UN PLUS : Je crois que mes expériences personnelles me permettent de mettre à l’aise plus rapidement les personnes qui me consultent. Il est plus facile pour une personne atteinte du VIH ou du VHC, et en particulier pour les détenus, de s’ouvrir à un pair-conseiller et de lui faire confiance, car la crainte d’être jugé est beaucoup moins présente.

CONSEIL DE PAIR : Premièrement, vous devez prendre soin de vous-même, car pour être en mesure d’aider les autres, il vous faut d’abord régler vos propres problèmes. Puis, si vous souhaitez être considéré comme un professionnel, agissez comme tel! Investissez-vous dans votre travail, renseignez-vous sur les derniers développements dans le domaine et soyez franc et ponctuel.

KEN WARD, 50 ans

Prévention de la criminalité, Enoch Cree Nation
Edmonton
Diagnostic du VIH reçu en 1989

AU TRAVAIL : Lorsque, en 1990, je me suis affiché publiquement en tant que séropositif, je suis devenu l’« enfant-vedette » de VIH de la communauté autochtone du Canada. Les gens voulaient savoir quelles mesures je prenais pour demeurer en santé.
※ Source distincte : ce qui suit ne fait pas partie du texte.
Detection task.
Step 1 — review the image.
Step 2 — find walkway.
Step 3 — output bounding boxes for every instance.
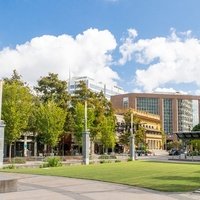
[0,172,200,200]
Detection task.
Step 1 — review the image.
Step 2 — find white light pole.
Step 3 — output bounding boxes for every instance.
[83,100,90,165]
[0,80,3,121]
[0,80,5,168]
[130,113,135,160]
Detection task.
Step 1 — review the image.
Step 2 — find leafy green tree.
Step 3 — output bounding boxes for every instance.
[101,116,116,152]
[36,101,66,152]
[35,73,70,109]
[119,110,146,147]
[2,77,33,159]
[191,124,200,151]
[74,102,94,150]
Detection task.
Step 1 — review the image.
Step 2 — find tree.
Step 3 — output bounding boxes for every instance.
[2,77,33,160]
[36,101,66,152]
[191,124,200,151]
[119,110,146,150]
[74,102,94,152]
[101,116,116,152]
[35,73,70,109]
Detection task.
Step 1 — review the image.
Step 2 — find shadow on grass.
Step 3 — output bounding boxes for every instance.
[153,176,200,186]
[153,176,200,192]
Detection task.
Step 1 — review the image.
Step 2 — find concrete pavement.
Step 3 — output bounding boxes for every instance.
[0,172,200,200]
PRINCIPALE MOTIVATION : J’ai décidé de devenir pair-conseiller en raison de l’expérience positive que j’ai tirée du soutien que m’ont apporté des pairs-conseillers après mon diagnostic. Ils ont joué dans ma vie un rôle vital. Je ne comprenais pas la maladie et sa terminologie, et des pairs m’ont tout expliqué en des termes simples. Comme j’avais peur et que je me sentais menacé, je voulais comprendre comment le VIH agissait et ce que les gens faisaient pour vivre avec la maladie afin d’apaiser mes craintes. Le fait de parler avec des pairs m’a procuré un certain réconfort et m’a permis de mieux comprendre ce qui m’arrivait.

PRÉOCCUPATIONS COURANTES : Les préoccupations les plus fréquentes des gens auprès de qui je travaille — les ex-détenus autochtones et les personnes aux prises avec des problèmes de consommation — sont l’itinérance, le début d’une thérapie antirétrovirale et la relation médecin-patient.
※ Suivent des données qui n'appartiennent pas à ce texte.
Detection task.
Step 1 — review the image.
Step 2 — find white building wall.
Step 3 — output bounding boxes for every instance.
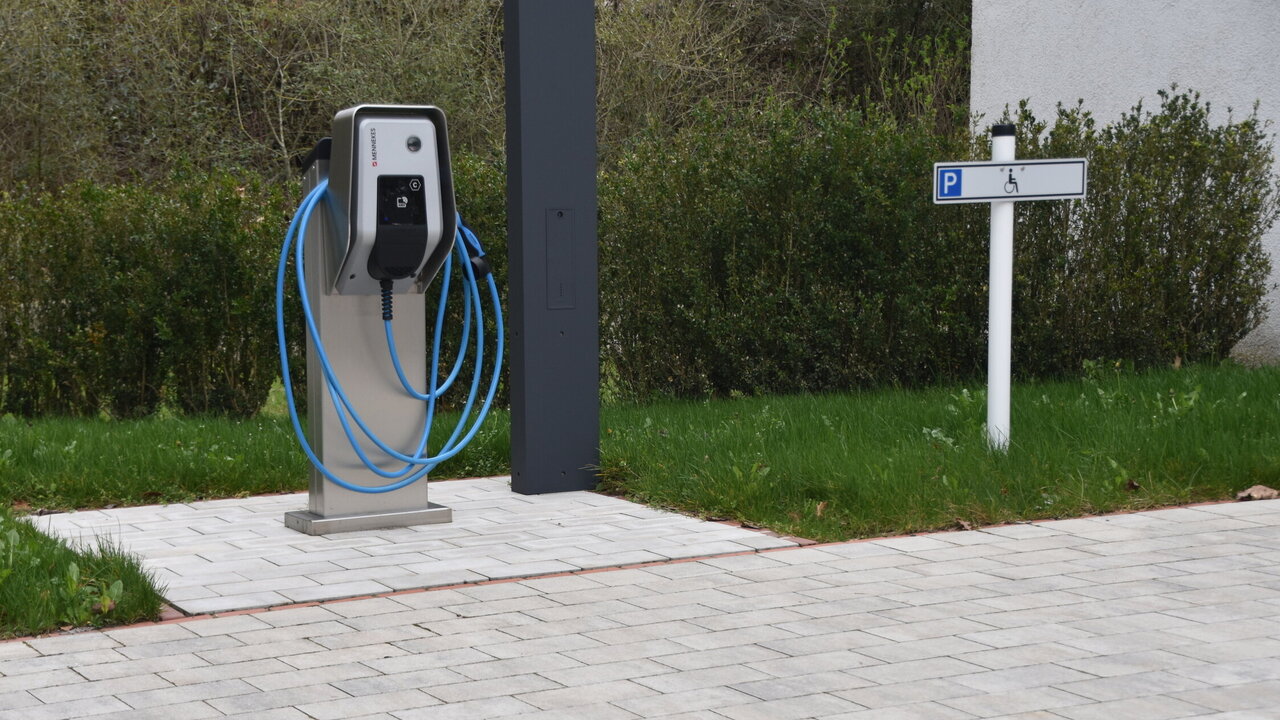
[972,0,1280,363]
LA PLUS BELLE RÉCOMPENSE : Aider les gens à se doter d’une structure de vie, à combler leurs besoins fondamentaux, et à accepter leur séropositivité et à vivre sereinement avec la maladie. De temps à autre, certaines des personnes que j’ai aidées et qui s’en tirent bien aujourd’hui reviennent me dire merci.
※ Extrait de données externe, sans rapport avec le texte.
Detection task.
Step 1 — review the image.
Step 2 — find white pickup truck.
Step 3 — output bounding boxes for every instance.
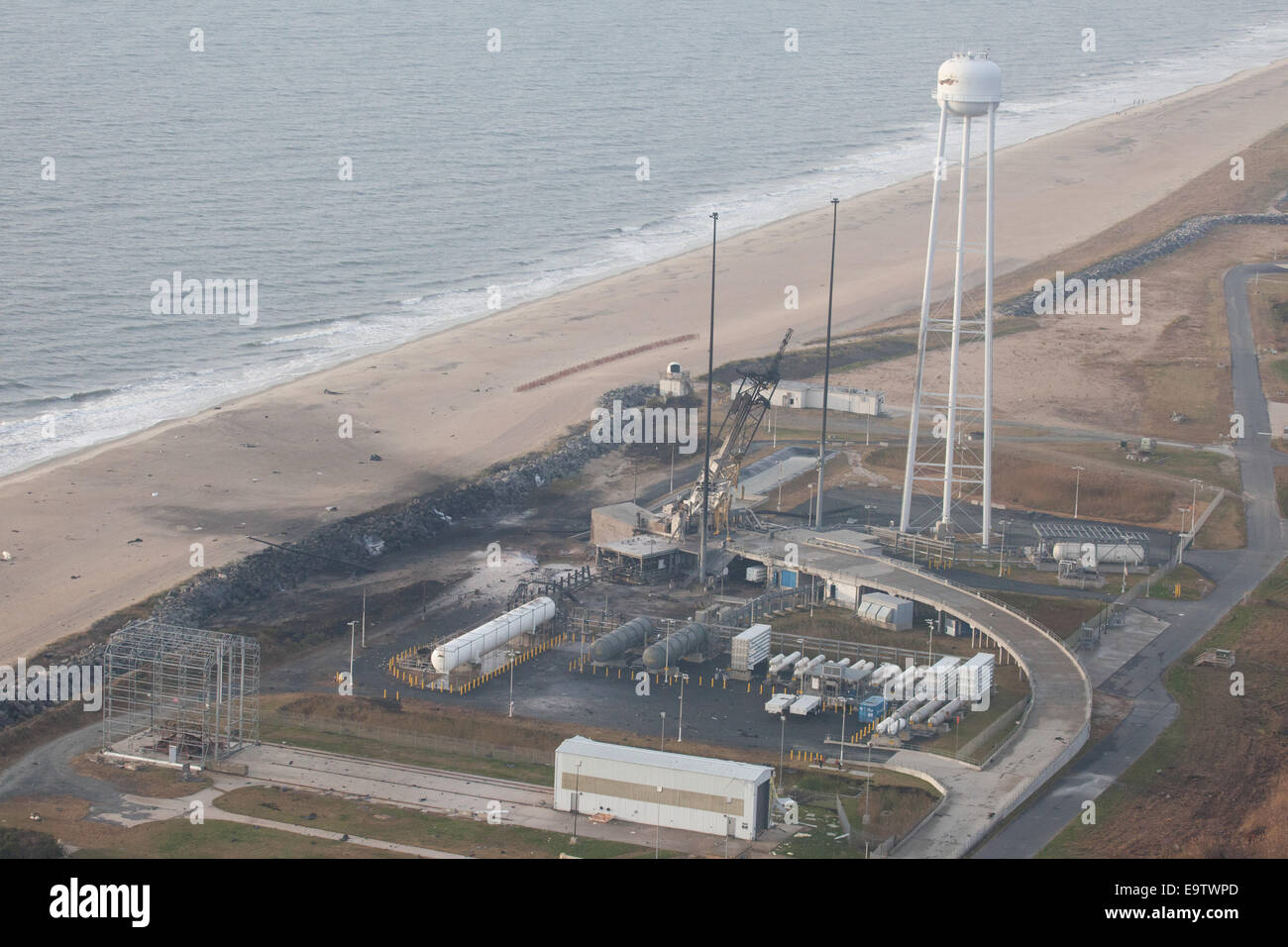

LE PLUS GRAND DÉFI : Mon plus grand défi consiste à travailler avec des personnes à très haut risque aux prises avec des problèmes de consommation — et tout ce qui s’ensuit. Obtenir un soutien de la part de la famille n’est pas chose facile pour les séropositifs et les consommateurs de drogues; encore aujourd’hui, les personnes vivant avec le VIH sont stigmatisées et victimes de discrimination. Aider les gens à franchir ces barrières est un défi de taille.

UN PLUS : La spiritualité occupe une place importante dans ma vie et je m’interroge beaucoup à ce sujet. Je m’efforce d’observer les coutumes traditionnelles en participant aux prières, aux corvées et autres cérémonies. Aussi, en tant qu’ancien consommateur de drogues injectables, je sais quels efforts il faut déployer pour ne pas faire de rechute.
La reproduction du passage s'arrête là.